June 3rd, 2013 at 8:52 pm

 

Welcome to the Journey to the Crib Podcast.  We will have a blog discussion each week with each chapter.  This podcast covers Chapter Fifteen: Intrauterine Insemination. You, the listener, are invited to ask questions and make comments and Dr. Kreiner will respond.  You can access the podcast here: http://podcast.longislandivf.com/?p=98

 Intrauterine Insemination

Intrauterine Insemination, or IUI, involves preparing the sperm usually by a washing procedure removing prostaglandins and debris that would otherwise cause severe cramping when the sperm is introduced into the uterine cavity.  Since clomid, an anti-estrogen, can thicken the cervical mucus and create a cervical barrier to the sperm, IUI is a valuable adjuvant to clomid therapy.

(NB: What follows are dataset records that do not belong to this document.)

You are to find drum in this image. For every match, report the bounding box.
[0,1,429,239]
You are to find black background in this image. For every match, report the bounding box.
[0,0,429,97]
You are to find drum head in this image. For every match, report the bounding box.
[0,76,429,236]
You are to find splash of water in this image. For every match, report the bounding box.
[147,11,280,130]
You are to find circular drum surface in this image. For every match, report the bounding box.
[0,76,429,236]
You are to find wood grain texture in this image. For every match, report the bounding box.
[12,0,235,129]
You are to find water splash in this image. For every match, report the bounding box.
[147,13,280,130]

The disadvantage of IUI is that as many eggs as you ovulate can fertilize and implant.  In cases where multiple eggs are developed in ovarian hyperstimulation therapy like clomid and FSH (bravelle, menopur, gonal F, Follistim) the risk of multiple pregnancy occurring is enhanced.  The increase in pregnancy rate from this therapy as well as the increased risks associated with IUIs needs to be compared with the relatively superior success rate from In Vitro Fertilization where a single embryo transfer may be performed and excess embryos cryopreserved for a subsequent cycle.  If costs of the treatments are a consideration, such reduced-cost procedures like Minimal Stimulation IVF or Micro-IVF may prove to be a cost effective alternative to IUI when insurance does not cover the IUIs.

Interestingly, not all insurance companies have caught on to this issue of a higher risk of multiple pregnancy with IUI associated with clomid or FSH.  Some require patients to go through a minimum number of IUIs prior to covering the more effective and safer IVF.

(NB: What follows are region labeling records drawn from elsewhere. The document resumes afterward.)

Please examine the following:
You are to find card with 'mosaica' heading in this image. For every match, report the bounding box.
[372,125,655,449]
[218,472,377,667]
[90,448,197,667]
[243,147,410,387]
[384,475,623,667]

Ironically, a multiple pregnancy will cost the insurance company far more than if they had covered IVF.

Worth repeating from the last podcast on clomid therapy: For those patients without insurance coverage, Micro-IVF, minimal stimulation IVF (utilizing Clomid), costs approximately the same as three Clomid/IUI cycles but offers women under 35 years of age a better than 40% pregnancy rate and as such may be a more cost effective alternative.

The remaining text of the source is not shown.